На смену маме приехала бабушка. По утрам мы с ней ходили на пляж. Она была одержима идеей научить меня плавать. Однажды, когда я безмятежно вошла в море, она резво вбежала следом за мной и, обхватив меня поперек живота, потащила все глубже и глубже. Я стала захлебываться и отбиваться. "Простофиля ты, дурачина", - кричала я, не зная иных ругательств кроме тех, которые встречала в сказках Пушкина. Но моя энергичная и еще молодая бабушка не отпускала меня, приговаривая: "Плыви. Я держу. Плыви". Вода попадала мне в рот, я барахталась, рвалась прочь и, наконец, поняв, что погибаю, закричала: "Братцы! Спасите!" И "братцы" ринулись спасать. Им это было не просто. На берегу в основном находились госпитальные больные. Откликнувшись на мой призыв, они, кое-как, хромая, прыгая на одной ноге, опираясь на костыли, двинулись к морю. Растерянная и смущенная бабушка выпустила меня из цепких объятий и, взяв за руку, повела на берег, сопровождаемая недружелюбными и подозрительными взглядами. Так я и не научилась плавать в то лето.

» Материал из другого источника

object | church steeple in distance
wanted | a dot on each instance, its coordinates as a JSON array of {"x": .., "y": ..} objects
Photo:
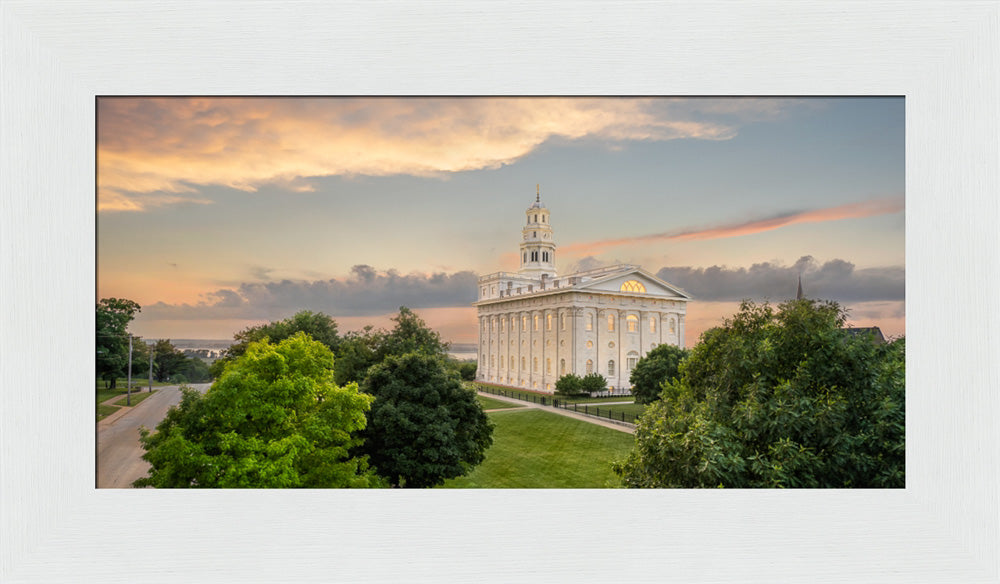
[{"x": 538, "y": 248}]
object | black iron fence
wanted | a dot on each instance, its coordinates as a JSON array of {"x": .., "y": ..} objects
[
  {"x": 521, "y": 395},
  {"x": 606, "y": 411},
  {"x": 609, "y": 411}
]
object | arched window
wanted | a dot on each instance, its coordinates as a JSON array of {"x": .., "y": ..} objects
[{"x": 633, "y": 286}]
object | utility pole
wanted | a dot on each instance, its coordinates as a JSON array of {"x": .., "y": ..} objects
[
  {"x": 128, "y": 390},
  {"x": 150, "y": 367}
]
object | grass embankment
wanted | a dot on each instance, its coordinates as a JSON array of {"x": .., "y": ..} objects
[
  {"x": 489, "y": 403},
  {"x": 139, "y": 393},
  {"x": 535, "y": 396},
  {"x": 537, "y": 449}
]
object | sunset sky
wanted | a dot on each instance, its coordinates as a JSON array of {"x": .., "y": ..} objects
[{"x": 219, "y": 213}]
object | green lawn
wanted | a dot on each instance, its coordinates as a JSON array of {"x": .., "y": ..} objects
[
  {"x": 105, "y": 411},
  {"x": 537, "y": 449},
  {"x": 489, "y": 403}
]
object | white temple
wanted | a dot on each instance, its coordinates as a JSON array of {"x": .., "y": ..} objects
[{"x": 536, "y": 326}]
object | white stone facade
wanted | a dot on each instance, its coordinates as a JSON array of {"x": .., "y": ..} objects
[{"x": 536, "y": 326}]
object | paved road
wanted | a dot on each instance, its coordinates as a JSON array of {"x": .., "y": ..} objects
[{"x": 119, "y": 454}]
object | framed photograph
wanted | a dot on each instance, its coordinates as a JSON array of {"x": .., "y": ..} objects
[{"x": 941, "y": 58}]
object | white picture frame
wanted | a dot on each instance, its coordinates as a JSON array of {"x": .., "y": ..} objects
[{"x": 942, "y": 56}]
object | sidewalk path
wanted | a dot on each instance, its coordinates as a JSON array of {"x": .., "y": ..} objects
[{"x": 560, "y": 411}]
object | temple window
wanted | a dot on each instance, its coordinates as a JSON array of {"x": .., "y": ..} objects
[{"x": 633, "y": 286}]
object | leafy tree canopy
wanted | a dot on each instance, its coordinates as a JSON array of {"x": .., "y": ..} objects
[
  {"x": 411, "y": 334},
  {"x": 777, "y": 398},
  {"x": 274, "y": 419},
  {"x": 424, "y": 427},
  {"x": 113, "y": 318},
  {"x": 358, "y": 351},
  {"x": 317, "y": 325},
  {"x": 653, "y": 370}
]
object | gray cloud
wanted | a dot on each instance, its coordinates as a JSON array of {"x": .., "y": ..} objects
[
  {"x": 365, "y": 292},
  {"x": 836, "y": 279}
]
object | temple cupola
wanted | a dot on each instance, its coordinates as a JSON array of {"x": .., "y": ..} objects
[{"x": 538, "y": 248}]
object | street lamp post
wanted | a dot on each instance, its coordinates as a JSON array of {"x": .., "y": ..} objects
[
  {"x": 128, "y": 390},
  {"x": 151, "y": 366}
]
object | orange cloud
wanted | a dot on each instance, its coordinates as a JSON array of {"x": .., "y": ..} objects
[
  {"x": 157, "y": 151},
  {"x": 849, "y": 211}
]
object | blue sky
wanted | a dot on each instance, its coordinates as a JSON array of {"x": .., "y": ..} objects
[{"x": 216, "y": 214}]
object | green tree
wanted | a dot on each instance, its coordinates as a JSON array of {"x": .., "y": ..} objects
[
  {"x": 569, "y": 385},
  {"x": 167, "y": 360},
  {"x": 113, "y": 318},
  {"x": 777, "y": 398},
  {"x": 194, "y": 370},
  {"x": 356, "y": 353},
  {"x": 317, "y": 325},
  {"x": 593, "y": 382},
  {"x": 410, "y": 334},
  {"x": 274, "y": 419},
  {"x": 424, "y": 427},
  {"x": 653, "y": 370}
]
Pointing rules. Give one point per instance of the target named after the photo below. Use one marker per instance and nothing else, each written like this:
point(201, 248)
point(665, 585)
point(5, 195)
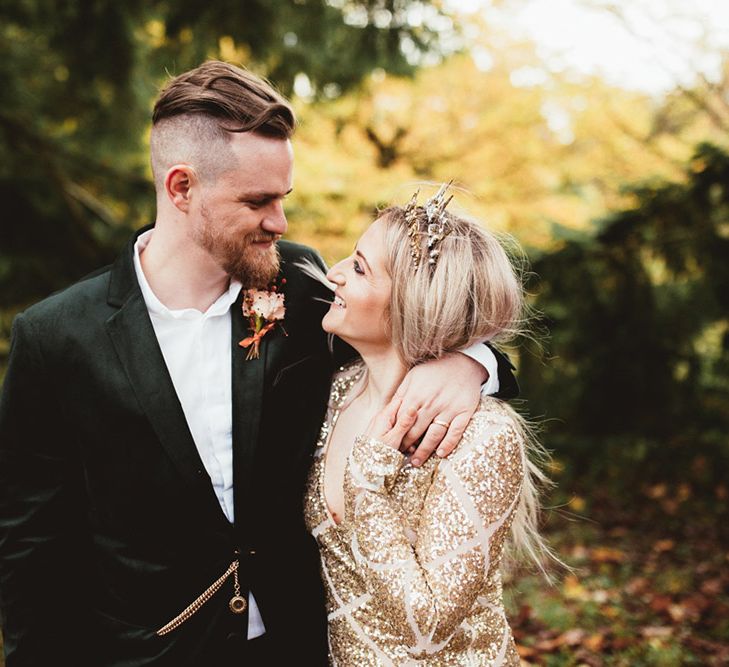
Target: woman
point(410, 555)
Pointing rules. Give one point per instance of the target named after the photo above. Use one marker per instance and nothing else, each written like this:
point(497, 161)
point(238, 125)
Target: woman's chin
point(328, 324)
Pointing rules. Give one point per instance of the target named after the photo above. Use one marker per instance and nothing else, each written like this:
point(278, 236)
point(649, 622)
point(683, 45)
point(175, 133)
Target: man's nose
point(275, 221)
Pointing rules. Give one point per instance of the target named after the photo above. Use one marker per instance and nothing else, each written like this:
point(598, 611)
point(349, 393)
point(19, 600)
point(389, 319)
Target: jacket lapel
point(247, 391)
point(135, 342)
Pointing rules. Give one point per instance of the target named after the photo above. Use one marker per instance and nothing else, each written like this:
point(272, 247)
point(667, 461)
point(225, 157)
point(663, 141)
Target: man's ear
point(179, 182)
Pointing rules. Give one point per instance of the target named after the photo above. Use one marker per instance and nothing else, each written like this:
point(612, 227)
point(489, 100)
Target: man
point(150, 474)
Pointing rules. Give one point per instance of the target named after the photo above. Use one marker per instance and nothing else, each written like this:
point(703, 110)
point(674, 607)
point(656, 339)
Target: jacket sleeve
point(427, 583)
point(40, 548)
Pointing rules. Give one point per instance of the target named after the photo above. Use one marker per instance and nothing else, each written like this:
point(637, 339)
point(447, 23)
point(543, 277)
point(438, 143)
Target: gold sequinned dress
point(412, 571)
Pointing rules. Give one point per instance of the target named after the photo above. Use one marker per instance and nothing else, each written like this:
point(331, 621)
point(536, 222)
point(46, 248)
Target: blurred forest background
point(619, 194)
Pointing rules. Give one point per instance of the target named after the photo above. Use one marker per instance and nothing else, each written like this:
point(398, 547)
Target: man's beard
point(255, 269)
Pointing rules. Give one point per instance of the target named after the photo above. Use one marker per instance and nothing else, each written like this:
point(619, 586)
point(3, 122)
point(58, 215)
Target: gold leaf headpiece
point(436, 226)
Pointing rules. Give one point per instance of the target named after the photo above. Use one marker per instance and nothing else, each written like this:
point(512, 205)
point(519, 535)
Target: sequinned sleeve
point(426, 583)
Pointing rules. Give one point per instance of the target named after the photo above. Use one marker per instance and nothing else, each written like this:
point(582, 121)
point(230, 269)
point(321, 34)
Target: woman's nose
point(335, 274)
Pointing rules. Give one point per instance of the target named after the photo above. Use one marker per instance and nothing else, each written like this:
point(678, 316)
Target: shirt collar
point(156, 307)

... Приходилось открывать не только моря и земли, но и душу, чужую и собственную, ее тайники и темноты. Снова Расторгуево. Лето. Но теперь я уже первокласница. И потому живу не с детьми, а с бабушкой - в доме для персонала. Я часто ходила в младшую группу помогать взрослым укладывать детей. Там я чувствовала себя Гулливером среди лилипутов. Особенно во время "мертвого часа", когда воспитательница отлучалась, и я оставалась полновластной хозяйкой. "Всем закрыть глаза", - говорила я металлическим голосом. Дети повиновались и лежали, не шелохнувшись. Только веки слегка вздрагивали. И лишь одна девочка, испанка по имени Кармен, смотрела на меня широко раскрытыми черными глазами. "Кармен, закрой глаза. Считаю до трех", - приказала я. Но глаза не закрылись. "Не будешь спать, поставлю возле кровати". Кармен смотрела на меня. Я подошла и вынула из постели легкое тельце в трусиках и майке. У маленькой испанки была наголо обритая, искусанная комарами и смазанная зеленкой голова. Девочка стояла покорно и тихо. Я уложила ее в постель и потребовала: "Закрой глаза". Кармен смотрела на меня. "Ах, так?!
– не унималась я, - "Тогда пойдем. Я выброшу тебя за забор". Я схватила малышку на руки и понесла вон из спальни, пройдя между рядами окаменевших, насмерть перепуганных детей. Подтащив девочку к забору, за которым лежала куча угля, я начала раскачивать ее, делая вид, что вот-вот брошу за забор. "Раз, два, три", считала я. Девочка молчала, только слегка прижималась ко мне, глядя печальными черными глазами. "Что ты делаешь?" - услышала я перепуганный крик воспитательницы. "Она не хочет спать, - оправдывалась я, - Не слушается. Глаза не закрывает". "Вот еще командирша на мою голову. Заставь дурака богу молиться...", - сердилась воспитательница, выхватив девочку из моих рук.